Opposite microglial activation stages upon loss of PGRN or TREM2 result in reduced cerebral glucose metabolism.

Microglia adopt numerous fates with homeostatic microglia (HM) and a microglial neurodegenerative phenotype (MGnD) representing two opposite ends. A number of variants in genes selectively expressed in microglia are associated with an increased risk for neurodegenerative diseases such as Alzheimer's disease (AD) and frontotemporal lobar degeneration (FTLD). Among these genes are progranulin (GRN) and the triggering receptor expressed on myeloid cells 2 (TREM2).
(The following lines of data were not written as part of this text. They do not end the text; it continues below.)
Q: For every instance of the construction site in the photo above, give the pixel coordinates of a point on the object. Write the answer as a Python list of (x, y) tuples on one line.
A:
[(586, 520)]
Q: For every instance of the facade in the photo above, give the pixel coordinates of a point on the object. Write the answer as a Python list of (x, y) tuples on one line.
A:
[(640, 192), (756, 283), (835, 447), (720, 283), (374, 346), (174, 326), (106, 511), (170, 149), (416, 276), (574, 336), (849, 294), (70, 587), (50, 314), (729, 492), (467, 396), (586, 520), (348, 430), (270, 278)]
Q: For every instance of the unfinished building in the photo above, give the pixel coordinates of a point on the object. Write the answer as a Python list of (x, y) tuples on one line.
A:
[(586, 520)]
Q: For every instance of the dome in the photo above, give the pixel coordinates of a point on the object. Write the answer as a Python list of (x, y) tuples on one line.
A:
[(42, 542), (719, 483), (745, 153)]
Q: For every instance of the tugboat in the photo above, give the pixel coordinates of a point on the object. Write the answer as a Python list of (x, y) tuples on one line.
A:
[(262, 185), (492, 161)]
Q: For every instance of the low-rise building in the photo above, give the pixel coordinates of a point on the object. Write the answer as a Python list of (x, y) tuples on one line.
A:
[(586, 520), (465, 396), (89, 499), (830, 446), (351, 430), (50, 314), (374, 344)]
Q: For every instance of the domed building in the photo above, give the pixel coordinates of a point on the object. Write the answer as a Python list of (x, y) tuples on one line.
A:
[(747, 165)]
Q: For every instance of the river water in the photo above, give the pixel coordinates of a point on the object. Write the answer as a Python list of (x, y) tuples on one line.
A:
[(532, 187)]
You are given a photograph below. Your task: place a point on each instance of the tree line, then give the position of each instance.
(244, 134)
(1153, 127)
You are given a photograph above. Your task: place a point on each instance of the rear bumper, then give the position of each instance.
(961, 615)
Both cause neurodegeneration by mechanisms involving loss of function. We have now isolated microglia from Grn-/- mice and compared their transcriptomes to those of Trem2-/-mice Surprisingly, while loss of Trem2 enhances the expression of genes associated with a homeostatic state, microglia derived from Grn-/- mice showed a reciprocal activation of the MGnD molecular signature and suppression of gene characteristic for HM The opposite mRNA expression profiles are associated with divergent functional phenotypes. Although loss of TREM2 and progranulin resulted in opposite activation states and functional phenotypes of microglia, FDG (fluoro-2-deoxy-d-glucose)-µPET of brain revealed reduced glucose metabolism in both conditions, suggesting that opposite microglial phenotypes result in similar wide spread brain dysfunction.